Typical strength. Constructive models are excellent at amortizing: after training, a single run can produce a good solution quickly. Extra compute is often spent on restarts (sampling multiple candidates and keeping the best) rather than deeper reasoning within one construction.
Improvement methods start from a complete tour $\pi^{(0)}$ and apply a sequence of local edits:
\[\pi^{(0)} \to \pi^{(1)} \to \cdots \to \pi^{(T)}, \qquad a_t \sim \pi_\theta(\cdot \mid x, \pi^{(t-1)}).\]This viewpoint connects naturally to “learning to search”: the model is not predicting a tour directly, but learning a strategy for navigating the solution space under a step budget.
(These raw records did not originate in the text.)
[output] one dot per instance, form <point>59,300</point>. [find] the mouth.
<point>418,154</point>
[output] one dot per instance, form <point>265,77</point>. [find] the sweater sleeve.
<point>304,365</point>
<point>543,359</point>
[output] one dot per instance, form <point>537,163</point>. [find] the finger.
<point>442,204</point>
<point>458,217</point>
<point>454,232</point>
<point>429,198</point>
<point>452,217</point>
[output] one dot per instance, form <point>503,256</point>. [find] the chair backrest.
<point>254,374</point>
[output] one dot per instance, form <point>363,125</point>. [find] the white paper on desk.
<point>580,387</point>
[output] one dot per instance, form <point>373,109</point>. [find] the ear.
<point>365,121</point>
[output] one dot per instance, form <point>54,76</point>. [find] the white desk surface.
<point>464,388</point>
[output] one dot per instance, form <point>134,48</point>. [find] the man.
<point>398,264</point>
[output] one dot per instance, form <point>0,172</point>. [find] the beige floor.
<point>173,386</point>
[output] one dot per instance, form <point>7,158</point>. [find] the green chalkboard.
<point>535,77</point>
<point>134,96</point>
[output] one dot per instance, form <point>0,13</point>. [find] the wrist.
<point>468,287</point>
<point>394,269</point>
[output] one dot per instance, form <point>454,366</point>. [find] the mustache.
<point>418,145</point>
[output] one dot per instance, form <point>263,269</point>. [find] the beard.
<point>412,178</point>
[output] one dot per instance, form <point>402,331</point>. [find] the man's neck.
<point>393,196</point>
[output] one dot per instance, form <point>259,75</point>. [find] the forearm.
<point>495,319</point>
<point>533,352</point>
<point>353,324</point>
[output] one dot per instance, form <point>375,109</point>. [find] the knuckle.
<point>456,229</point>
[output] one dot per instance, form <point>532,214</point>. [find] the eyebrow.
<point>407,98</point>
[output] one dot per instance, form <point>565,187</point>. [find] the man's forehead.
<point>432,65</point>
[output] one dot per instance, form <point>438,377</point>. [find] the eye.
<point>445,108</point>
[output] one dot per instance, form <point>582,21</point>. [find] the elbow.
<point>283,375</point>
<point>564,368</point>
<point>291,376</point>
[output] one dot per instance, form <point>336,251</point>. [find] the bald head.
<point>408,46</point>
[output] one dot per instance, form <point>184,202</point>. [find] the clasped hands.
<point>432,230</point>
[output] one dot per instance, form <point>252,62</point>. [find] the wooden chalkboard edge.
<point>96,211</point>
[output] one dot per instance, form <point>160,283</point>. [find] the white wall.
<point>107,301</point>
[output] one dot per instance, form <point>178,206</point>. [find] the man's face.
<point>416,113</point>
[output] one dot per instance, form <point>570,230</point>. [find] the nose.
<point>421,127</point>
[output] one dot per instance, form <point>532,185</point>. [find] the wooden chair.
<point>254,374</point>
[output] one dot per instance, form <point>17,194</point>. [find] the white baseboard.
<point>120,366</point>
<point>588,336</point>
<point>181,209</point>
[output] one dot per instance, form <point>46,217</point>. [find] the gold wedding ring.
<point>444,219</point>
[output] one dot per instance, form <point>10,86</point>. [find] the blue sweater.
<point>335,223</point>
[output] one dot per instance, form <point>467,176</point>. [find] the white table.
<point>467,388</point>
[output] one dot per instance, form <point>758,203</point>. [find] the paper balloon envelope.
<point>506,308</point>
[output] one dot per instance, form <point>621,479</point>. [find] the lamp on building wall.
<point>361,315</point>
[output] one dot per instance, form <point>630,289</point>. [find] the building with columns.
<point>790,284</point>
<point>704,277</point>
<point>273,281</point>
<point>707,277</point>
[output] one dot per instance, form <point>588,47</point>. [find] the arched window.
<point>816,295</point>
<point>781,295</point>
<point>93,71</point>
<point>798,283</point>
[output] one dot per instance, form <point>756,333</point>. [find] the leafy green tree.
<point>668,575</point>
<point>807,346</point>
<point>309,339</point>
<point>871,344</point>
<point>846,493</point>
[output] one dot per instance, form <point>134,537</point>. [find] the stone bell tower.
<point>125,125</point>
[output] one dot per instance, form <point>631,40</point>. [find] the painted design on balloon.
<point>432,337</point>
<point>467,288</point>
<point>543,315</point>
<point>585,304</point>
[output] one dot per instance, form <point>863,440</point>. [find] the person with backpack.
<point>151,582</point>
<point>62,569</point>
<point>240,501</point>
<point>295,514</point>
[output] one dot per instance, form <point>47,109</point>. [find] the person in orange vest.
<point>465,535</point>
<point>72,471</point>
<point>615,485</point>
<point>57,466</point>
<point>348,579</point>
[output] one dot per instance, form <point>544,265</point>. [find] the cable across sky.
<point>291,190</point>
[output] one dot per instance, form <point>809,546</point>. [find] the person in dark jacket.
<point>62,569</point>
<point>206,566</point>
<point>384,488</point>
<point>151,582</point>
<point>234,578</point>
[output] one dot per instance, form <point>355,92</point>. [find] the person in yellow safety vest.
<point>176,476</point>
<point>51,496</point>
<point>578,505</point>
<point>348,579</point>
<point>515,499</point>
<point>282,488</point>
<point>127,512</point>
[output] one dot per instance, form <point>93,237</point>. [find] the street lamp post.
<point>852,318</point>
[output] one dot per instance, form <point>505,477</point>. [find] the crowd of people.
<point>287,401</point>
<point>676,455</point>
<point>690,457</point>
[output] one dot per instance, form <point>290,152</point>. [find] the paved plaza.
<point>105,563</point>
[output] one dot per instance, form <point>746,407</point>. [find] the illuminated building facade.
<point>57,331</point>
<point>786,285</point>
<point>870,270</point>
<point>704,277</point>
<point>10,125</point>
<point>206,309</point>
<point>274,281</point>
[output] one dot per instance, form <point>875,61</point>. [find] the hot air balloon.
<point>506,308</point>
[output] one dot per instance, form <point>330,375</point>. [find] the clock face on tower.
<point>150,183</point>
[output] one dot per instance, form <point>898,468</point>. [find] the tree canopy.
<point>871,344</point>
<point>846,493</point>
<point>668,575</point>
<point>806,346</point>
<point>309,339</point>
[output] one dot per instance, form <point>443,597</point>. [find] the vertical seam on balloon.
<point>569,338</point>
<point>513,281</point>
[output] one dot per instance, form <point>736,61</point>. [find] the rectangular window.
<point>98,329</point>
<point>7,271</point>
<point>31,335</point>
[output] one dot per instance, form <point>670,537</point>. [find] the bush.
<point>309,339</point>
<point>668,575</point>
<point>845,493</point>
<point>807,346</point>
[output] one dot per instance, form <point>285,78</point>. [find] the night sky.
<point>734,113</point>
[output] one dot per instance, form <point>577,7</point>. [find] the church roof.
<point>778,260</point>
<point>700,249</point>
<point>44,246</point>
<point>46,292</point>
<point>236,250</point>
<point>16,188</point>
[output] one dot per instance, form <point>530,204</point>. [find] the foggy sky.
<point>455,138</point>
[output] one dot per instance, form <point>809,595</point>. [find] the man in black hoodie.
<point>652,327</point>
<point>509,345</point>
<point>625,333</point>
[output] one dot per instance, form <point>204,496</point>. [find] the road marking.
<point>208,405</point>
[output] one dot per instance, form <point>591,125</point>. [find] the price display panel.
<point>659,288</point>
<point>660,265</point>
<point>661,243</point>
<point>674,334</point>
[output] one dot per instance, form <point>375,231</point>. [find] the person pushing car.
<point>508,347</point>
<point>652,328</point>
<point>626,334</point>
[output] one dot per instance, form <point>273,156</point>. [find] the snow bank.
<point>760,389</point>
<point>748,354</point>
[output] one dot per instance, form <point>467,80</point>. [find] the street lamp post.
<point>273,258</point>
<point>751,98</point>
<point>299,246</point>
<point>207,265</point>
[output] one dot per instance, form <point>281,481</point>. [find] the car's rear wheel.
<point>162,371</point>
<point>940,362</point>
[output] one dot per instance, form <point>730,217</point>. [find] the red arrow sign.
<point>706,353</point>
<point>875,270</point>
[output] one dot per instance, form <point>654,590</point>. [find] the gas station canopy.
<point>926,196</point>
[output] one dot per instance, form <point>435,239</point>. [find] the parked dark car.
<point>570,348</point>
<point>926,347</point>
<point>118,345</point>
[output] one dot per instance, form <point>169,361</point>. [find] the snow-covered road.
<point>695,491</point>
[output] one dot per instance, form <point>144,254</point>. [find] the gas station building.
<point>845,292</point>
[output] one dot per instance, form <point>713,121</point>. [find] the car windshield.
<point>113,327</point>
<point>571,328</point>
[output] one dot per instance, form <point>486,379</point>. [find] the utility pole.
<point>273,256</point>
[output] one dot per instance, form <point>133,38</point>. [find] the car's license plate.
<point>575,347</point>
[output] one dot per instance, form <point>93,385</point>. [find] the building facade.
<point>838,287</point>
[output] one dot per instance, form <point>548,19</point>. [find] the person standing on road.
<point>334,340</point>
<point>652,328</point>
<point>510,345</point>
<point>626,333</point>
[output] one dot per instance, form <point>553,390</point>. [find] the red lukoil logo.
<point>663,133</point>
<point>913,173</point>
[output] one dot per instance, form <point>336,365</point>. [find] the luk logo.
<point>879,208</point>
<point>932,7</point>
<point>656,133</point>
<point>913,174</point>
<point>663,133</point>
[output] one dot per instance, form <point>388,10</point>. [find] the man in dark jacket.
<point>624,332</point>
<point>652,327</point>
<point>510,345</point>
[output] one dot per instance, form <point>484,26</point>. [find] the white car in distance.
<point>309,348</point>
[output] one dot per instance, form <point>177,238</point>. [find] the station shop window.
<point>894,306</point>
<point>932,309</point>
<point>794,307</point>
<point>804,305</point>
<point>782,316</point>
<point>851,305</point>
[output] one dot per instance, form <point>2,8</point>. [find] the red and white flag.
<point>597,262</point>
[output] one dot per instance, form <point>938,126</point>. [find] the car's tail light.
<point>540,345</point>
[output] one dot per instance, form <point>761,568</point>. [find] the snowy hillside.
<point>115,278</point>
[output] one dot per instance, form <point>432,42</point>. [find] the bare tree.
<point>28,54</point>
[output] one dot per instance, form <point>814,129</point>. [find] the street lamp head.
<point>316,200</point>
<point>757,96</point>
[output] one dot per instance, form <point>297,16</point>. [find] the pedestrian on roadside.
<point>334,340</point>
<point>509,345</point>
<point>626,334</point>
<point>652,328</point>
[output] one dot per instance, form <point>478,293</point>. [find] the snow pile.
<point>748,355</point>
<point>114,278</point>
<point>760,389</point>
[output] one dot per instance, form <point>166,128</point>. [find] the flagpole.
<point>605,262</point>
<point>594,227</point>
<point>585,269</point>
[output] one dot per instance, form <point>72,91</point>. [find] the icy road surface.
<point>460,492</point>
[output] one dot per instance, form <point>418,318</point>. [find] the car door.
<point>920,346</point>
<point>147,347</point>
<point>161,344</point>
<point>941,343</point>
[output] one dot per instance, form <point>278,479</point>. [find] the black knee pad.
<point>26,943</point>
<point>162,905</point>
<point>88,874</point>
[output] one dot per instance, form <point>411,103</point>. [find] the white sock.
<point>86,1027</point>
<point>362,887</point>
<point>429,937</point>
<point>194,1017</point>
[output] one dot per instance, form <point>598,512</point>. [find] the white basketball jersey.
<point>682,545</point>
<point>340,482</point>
Typical strength. Improvement methods naturally define an anytime procedure: you can stop at any step and return the best tour found so far, trading compute for quality in a direct way.
After choosing an NCO method, we still need to decide how the model learns. In practice there are three common routes:
Supervised / imitation learning.
Train the model to imitate a strong “teacher” (an exact solver, or a good heuristic). This is usually stable and sample-efficient, but producing good labels can be expensive.
Reinforcement learning.
Let the model sample its own decisions and learn from feedback derived from the objective: how good is the constructed tour, or how much does a proposed move improve it? RL avoids the need for optimal labels, but it is typically more data-hungry and can be harder to stabilize.
Unsupervised learning.
Learn a scoring (energy) function that assigns higher scores (lower energy) to better solutions, and then generate solutions by optimizing or sampling from that score. Many score-based and diffusion-style approaches fit this view, where learning focuses on modeling structure and inference performs the actual search.
We have now met the main ingredients that motivate Neural Combinatorial Optimization. If there is one takeaway from this introduction, it is that NCO is best viewed as learning solver behavior for a problem family: the model is trained on many instances, and then reused at inference time to make fast, informed choices on unseen instances.
In the next posts, we will go deeper into (i) how different NCO method families spend compute, (ii) how learning signals shape solver behavior, and (iii) how to evaluate these methods fairly under realistic budgets.